La madame la miró consternada, se preguntaba cómo una mujer tan joven, así como bella, y por lo que alcanzaba a apreciar de buena cuna, quería ser testigo de semejante espectáculo.
—Mira, niña, no sé qué es lo que pretendas, pero déjame advertirte que no todos los hombres que vienen aquí se portan como caballeros. No tienes idea de lo que las chicas soportan, no te imaginas las depravaciones y…
—Le dije que no quiero sermones ni preguntas —la interrumpió, exasperada.
La madame lo pensó, pero como Christine bien lo dijo, con la cantidad de dinero que le había ofrecido bien podía pagar el que no se hicieran preguntas.
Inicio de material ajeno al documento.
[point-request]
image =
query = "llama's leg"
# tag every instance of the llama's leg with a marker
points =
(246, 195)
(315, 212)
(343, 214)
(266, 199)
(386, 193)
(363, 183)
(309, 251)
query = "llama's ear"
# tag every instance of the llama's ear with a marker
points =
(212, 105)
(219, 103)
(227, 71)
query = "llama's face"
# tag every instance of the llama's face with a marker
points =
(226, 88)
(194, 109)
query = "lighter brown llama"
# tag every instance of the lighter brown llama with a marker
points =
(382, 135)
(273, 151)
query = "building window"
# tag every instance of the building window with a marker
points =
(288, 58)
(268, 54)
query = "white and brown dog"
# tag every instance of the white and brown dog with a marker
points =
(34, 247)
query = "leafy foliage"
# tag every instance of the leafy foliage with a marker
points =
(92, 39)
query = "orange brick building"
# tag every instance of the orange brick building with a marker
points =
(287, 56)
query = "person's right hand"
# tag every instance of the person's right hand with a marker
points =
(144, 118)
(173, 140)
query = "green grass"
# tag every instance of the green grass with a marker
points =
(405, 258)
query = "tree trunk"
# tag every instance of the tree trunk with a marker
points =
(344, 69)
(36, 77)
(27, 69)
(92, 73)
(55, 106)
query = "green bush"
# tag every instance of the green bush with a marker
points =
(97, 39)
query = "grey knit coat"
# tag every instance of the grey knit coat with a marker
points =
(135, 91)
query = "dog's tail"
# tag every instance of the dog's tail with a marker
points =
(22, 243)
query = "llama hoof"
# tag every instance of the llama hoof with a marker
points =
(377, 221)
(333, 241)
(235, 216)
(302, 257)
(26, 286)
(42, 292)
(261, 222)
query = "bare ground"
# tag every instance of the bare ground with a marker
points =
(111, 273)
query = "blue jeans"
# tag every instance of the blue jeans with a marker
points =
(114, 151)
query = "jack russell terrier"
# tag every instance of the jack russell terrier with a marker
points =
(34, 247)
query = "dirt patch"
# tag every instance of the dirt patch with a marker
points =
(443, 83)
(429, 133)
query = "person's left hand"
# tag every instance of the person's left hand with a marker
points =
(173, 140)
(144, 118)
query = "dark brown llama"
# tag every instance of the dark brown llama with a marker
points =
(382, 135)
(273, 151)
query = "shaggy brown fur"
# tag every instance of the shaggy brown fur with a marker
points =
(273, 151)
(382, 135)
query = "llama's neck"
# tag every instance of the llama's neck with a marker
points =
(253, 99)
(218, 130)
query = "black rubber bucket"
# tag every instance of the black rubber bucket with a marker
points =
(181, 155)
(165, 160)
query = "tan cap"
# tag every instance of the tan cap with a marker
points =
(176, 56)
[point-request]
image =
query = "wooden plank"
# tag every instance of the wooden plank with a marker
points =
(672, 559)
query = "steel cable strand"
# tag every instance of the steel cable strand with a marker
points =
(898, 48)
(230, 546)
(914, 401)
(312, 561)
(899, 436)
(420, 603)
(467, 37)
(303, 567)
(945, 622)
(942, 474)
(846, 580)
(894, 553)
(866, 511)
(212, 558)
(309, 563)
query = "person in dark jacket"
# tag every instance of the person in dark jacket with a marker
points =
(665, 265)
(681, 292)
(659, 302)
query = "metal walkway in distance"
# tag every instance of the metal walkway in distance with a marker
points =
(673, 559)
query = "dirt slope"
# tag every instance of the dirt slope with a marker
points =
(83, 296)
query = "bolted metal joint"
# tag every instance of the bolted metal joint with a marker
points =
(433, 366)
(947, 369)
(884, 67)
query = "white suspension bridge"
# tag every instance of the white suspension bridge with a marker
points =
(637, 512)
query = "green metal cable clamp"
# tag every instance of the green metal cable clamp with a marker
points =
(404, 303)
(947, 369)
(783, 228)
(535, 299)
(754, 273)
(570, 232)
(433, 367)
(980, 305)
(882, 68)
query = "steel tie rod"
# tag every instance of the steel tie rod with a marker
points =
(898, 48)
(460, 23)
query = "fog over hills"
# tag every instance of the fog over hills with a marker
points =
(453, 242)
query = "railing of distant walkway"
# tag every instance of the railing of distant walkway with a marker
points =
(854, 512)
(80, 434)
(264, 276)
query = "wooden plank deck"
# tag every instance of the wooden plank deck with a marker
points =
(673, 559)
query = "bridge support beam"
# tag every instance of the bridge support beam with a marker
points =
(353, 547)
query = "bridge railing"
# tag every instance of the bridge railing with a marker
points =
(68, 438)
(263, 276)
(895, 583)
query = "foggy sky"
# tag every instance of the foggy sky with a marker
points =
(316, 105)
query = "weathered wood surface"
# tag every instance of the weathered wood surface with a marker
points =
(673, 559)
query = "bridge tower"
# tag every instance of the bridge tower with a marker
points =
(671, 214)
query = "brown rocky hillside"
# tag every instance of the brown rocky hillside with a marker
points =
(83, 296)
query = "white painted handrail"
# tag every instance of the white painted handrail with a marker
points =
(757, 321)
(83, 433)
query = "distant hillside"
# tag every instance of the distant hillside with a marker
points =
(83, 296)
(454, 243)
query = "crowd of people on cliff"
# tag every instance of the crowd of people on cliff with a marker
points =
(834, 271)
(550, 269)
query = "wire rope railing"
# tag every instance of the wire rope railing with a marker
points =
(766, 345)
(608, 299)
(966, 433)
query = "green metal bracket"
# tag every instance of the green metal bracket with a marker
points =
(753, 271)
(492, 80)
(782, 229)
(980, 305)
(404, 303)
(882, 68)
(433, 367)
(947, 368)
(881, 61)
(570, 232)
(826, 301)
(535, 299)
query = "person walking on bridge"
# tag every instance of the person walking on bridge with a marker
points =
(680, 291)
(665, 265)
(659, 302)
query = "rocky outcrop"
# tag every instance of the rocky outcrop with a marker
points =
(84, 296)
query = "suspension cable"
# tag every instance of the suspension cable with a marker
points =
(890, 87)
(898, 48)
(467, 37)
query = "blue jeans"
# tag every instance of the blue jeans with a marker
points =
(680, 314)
A fin de cuentas, ella solo cumplió con advertirle.
—Está bien, ¿cuándo quieres empezar? ¿El caballero también estará presente? —preguntó expectante.
—No, solo seré yo —respondió satisfecha.
En verdad, no le importaba lo que la madame dijera o pensara de ella, tenía muy claros sus objetivos. Necesitaba aprender de las versadas mujeres y ser testigo de las reacciones, deseos y depravaciones de los hombres, para así estar preparada. Nunca más la tomarían desprevenida y con la guardia baja.
En una ocasión, Philip le dijo que le hacía falta un poco de malicia y tenía razón, pues cayó en la trampa que le pusieron y ni siquiera supo cómo defenderse.
A partir de ese día, Christine fue testigo del amor más sublime, hasta las perversiones y depravaciones más viles. Se obligaba a mirar esa inmundicia para que su corazón se endureciera y blindara contra los hombres, y le estaba funcionando.
Después de un tiempo, ya casi nada la sorprendía e intimidaba, se estaba convirtiendo en un monstruo y lo sabía; lo peor del caso: ese era su objetivo.
Las cartas con su prima Clarissa cada vez eran menos frecuentes, se negaba a hacerla partícipe de sus planes de venganza. No quería involucrarla en toda esa inmundicia. Por eso le mentía diciéndole que estaba bien y que no tenía planes de regresar a Londres.
El encuentro con el Fantasma sería definitivo para tomar la decisión que venía postergando desde hacía poco más de un año.